Transition énergétique : quand Afreximbank parie sur la mobilité électrique africaine

Dans un continent où la mobilité reste l’un des principaux leviers de développement, un vent d’innovation souffle. Le Fonds de développement des exportations en Afrique (FEDA), filiale d’investissement à impact de la Banque Africaine d’Import-Export (Afreximbank), a annoncé un investissement de 75 millions de dollars dans Spiro, pionnier de la moto électrique sur le continent. L’entreprise, née en 2022, s’impose déjà comme le premier assembleur de deux-roues électriques en Afrique, disposant du réseau d’échange de batteries le plus vaste et à la croissance la plus rapide.
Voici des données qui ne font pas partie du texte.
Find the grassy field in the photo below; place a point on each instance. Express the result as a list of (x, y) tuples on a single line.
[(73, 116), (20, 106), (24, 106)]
Cet investissement, au-delà de sa portée financière, marque un tournant symbolique dans la stratégie industrielle africaine. Il s’inscrit dans la volonté d’Afreximbank de favoriser une industrialisation intégrée, en reliant les acteurs de la chaîne de valeur – des fournisseurs de technologies aux fabricants locaux – pour bâtir un écosystème automobile africain capable de rivaliser avec les marchés mondiaux.

Le Dr George Elombi, président d’Afreximbank et du FEDA, ne cache pas son ambition :

« Avec ce partenariat, la Banque jette les bases d’une nouvelle ère pour le commerce et l’industrialisation intra-africains. Il s’agit de stimuler la fabrication locale de véhicules, de renforcer l’intégration régionale et de réduire la dépendance du continent aux véhicules d’occasion importés. »

L’investissement intervient à un moment charnière. Sur plusieurs marchés africains, des politiques publiques favorisent l’adoption des véhicules électriques, dessinant les contours d’un avenir moins dépendant des carburants fossiles. Dans ce contexte, Spiro se positionne comme un catalyseur de la transition énergétique, proposant une alternative propre, abordable et adaptée aux réalités africaines.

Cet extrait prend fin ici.